2000年以后,全國各地開始陸續設立生育保險基金。2000年10月,鄭州市出臺了《鄭州市城鎮職工生育保險暫行辦法》,并于2003年1月1日起施行,適用范圍包括全市所有用人單位及其職工。
鄭州市勞動和社會保障局副局長李同山說:“設立職工生育保險基金,為的是維護企業女職工的合法權益,保障她們在生育期間得到必要的經濟補償和醫療保健,均衡企業間生育保險費用的負擔。如果所規定的企業都能夠加入生育保險基金,那么女職工生育期間的基本工資、生育產生的相關費用都由社會支付,企業付出的精力和生育職工受到的利益侵犯當大大減少。”
現實困局 私企生育保險無從談起
生育社化會,生育保險基金對企業大面積覆蓋,對女職工來說是個好事。

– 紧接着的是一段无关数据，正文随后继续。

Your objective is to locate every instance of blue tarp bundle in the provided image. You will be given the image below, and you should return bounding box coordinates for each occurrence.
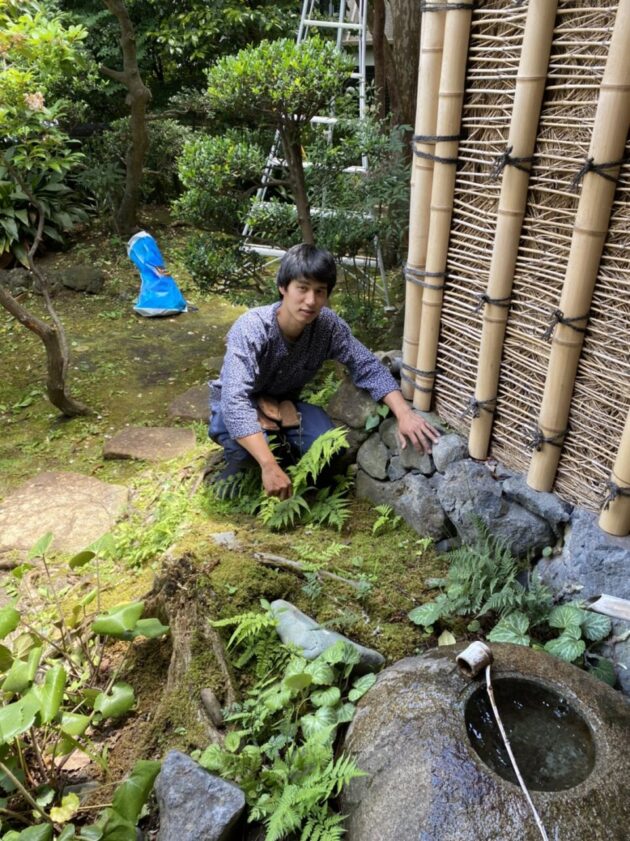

在鄭州市,經過兩年多的發展,生育保險覆蓋的男女職工為11萬多人,但幾乎全是機關、財政全供事業單位和國有或國有控股企業。李同山說:“參加生育保險基金的單位女職工,對生育時享受的待遇普遍感到滿意。目前,我們的基金運作良好。”
但是,讓企業化的事業單位、私營企業和一些股份制企業繳納生育保險費難度就大多了。勞動保障部門工作人員說,這些企業連醫療保險都拖欠,更不要說是生育保險了。“企業都追求利益最大化,有些老板根本就不打算給員工福利待遇,當然更不會考慮員工的生育問題了。”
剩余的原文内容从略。